In the fall of 2021, Davidson College released a Call For Qualifications for the creation of a commemorative work of art to honor the contributions of enslaved people and others whose labor was exploited. The call was open to professional artists, architects, landscape architects, and design teams with experience managing, designing, and completing public art commissions.
The jury identified the most highly qualified artist(s)/architects/teams for this opportunity, and selected five finalists, including Studio Zewde.
Join the conversation with Studio Zewde during their Zoom Community Engagement session on September 6 from 7-8:30 p.m. RSVP here.
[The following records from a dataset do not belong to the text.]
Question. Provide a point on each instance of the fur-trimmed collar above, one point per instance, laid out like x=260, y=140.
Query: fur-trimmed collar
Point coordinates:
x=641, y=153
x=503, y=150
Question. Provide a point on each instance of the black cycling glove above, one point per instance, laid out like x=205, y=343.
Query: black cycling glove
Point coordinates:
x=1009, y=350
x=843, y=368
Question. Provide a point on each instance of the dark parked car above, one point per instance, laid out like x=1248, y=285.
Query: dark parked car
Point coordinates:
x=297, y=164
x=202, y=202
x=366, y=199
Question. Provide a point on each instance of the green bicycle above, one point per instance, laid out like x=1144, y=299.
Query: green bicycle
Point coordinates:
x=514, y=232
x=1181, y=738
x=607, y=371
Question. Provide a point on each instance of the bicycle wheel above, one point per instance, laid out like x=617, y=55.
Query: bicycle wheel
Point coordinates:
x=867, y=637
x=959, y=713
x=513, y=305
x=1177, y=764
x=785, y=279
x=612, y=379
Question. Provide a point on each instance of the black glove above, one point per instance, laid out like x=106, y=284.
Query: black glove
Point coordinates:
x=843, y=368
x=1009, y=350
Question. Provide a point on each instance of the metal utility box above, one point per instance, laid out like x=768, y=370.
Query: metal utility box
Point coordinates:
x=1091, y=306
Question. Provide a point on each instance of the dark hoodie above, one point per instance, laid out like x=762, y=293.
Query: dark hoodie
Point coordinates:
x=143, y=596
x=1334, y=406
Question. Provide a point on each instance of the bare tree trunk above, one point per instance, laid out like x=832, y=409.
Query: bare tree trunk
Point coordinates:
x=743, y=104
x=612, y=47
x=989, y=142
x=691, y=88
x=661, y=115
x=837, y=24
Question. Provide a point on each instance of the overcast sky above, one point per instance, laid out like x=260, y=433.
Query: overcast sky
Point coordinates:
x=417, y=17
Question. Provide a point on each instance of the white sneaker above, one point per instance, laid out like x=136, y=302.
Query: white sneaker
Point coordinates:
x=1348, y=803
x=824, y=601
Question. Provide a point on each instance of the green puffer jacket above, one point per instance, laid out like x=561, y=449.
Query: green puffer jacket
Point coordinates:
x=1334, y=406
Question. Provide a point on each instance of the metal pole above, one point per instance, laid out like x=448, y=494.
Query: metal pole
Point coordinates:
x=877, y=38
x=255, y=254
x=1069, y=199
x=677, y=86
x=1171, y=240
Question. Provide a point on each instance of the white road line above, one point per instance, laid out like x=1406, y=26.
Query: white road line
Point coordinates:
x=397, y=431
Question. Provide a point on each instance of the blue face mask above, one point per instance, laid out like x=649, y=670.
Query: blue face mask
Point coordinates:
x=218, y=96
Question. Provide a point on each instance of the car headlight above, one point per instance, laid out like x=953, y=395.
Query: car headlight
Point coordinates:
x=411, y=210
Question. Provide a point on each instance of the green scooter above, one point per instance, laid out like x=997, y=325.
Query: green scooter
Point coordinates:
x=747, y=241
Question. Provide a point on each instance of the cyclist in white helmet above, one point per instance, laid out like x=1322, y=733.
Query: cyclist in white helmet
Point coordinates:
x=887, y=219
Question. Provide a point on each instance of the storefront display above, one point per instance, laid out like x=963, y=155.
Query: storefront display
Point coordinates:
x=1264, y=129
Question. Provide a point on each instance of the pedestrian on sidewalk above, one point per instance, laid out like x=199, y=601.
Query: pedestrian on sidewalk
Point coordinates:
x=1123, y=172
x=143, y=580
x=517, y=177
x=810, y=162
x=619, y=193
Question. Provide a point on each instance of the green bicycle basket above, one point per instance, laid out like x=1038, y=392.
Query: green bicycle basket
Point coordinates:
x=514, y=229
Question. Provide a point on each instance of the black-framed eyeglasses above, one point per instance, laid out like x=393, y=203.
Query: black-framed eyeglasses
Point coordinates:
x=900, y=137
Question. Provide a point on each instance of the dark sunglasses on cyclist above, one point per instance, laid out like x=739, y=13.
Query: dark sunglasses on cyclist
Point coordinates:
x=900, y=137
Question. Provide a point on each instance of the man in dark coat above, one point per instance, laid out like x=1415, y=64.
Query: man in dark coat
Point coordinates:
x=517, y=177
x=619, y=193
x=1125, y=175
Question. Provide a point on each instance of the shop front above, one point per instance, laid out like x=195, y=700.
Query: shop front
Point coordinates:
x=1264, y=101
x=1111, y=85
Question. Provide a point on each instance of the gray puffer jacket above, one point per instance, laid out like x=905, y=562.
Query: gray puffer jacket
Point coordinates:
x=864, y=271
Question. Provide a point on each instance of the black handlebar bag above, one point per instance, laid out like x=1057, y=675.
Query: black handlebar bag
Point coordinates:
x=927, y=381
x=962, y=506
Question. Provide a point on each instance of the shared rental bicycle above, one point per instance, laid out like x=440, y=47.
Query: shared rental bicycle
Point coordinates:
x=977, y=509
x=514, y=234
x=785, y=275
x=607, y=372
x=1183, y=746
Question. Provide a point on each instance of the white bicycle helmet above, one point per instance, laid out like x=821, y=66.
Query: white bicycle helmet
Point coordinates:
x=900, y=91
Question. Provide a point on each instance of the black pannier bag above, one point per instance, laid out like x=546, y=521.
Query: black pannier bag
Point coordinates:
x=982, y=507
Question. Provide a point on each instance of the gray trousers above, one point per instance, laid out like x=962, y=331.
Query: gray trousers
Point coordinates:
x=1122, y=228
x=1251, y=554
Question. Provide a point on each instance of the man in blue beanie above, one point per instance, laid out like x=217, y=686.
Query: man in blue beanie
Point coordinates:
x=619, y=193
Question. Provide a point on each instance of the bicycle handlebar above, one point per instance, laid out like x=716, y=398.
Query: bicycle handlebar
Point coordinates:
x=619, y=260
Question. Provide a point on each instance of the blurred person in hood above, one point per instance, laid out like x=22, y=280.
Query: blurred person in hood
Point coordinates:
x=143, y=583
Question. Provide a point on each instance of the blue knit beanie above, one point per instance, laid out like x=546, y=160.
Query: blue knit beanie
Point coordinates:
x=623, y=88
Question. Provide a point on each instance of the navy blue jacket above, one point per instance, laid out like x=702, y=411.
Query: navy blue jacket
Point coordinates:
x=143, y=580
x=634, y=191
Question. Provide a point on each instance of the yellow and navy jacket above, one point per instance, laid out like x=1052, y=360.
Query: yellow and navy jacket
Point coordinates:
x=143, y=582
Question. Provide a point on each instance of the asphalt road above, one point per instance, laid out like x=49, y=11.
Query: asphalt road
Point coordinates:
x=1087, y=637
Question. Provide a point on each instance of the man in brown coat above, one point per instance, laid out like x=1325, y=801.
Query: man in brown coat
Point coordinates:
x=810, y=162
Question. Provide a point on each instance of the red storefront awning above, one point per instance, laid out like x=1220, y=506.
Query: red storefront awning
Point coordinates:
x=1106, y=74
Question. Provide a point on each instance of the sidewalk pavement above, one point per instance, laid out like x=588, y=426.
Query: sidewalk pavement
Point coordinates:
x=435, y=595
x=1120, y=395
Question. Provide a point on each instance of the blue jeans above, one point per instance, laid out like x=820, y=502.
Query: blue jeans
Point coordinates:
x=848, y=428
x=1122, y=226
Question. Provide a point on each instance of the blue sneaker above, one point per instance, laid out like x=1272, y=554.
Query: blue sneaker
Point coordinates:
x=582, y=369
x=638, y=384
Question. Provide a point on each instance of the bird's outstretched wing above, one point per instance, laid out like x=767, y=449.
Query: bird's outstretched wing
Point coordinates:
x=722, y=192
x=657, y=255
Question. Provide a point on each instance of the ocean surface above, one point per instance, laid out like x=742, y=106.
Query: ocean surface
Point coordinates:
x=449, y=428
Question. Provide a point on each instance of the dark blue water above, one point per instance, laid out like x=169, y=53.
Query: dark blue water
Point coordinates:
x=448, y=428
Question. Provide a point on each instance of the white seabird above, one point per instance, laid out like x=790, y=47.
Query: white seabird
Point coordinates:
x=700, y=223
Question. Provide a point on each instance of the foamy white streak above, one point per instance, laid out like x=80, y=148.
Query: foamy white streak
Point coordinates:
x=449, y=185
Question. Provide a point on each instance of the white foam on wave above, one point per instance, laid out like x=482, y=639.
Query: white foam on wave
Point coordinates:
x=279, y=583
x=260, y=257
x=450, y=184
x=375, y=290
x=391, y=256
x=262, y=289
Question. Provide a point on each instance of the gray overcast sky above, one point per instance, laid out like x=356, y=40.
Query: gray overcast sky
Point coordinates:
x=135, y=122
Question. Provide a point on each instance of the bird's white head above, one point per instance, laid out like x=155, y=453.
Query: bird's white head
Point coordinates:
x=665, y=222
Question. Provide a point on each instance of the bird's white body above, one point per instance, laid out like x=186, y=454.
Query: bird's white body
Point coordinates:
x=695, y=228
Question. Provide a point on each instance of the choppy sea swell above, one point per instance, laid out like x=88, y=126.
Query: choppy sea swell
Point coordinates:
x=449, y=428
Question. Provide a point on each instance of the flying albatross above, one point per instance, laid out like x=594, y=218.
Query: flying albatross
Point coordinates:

Studio Zewde invites residents and members of the local Davidson community, along with the students, faculty, and staff of Davidson College to join us for a collective discussion on the embedded and not so embedded associations of some of the most iconic elements of Davidson College’s campus. In view of the initiative to commemorate enslaved and exploited laborers on campus, the event will engage in a dialogue regarding the legacy, history, associations of key visual elements of the campus.
“Davidson College’s campus testifies to the region’s history of enslavement and bears facts that, unearthed, challenge the dominant historical narratives. As Davidson takes this critical step in reckoning with the enormity of these truths through the work of the Commission on Race and Slavery, the challenge remains to express these truths forthrightly, respectfully, and productively, as to honor them in the public forum of the physical campus.
Studio Zewde is grateful for the opportunity to partner with Davidson College in this ambitious aim. Inspired by Sarah E. Wright’s provocation, “cannot a monument that breathes be built,” but Studio Zewde’s projects work carefully to translate narratives, histories, and memories into meaningful and resonant landscapes that breathe.”
Sara Zewde is founding principal of Studio Zewde, a design firm in New York City practicing landscape architecture, urbanism, and public art. The studio is devoted to creating enduring places where people belong. Named to Architectural Digest’s AD100 and an Emerging Voice by the Architectural League of New York, the firm is celebrated for its design methods that sync culture, ecology, and craft. In parallel with practice, Sara serves as Assistant Professor of Practice at Harvard University Graduate School of Design. Sara was named the 2014 National Olmsted Scholar by the Landscape Architecture Foundation, a 2016 Artist-in-Residence at Robert Rauschenberg Foundation, and a 2020 United States Artist Fellow. Sara holds a Master’s of Landscape Architecture from the Harvard University Graduate School of Design, a Master’s of city planning from MIT, and a BA in sociology and statistics from Boston University.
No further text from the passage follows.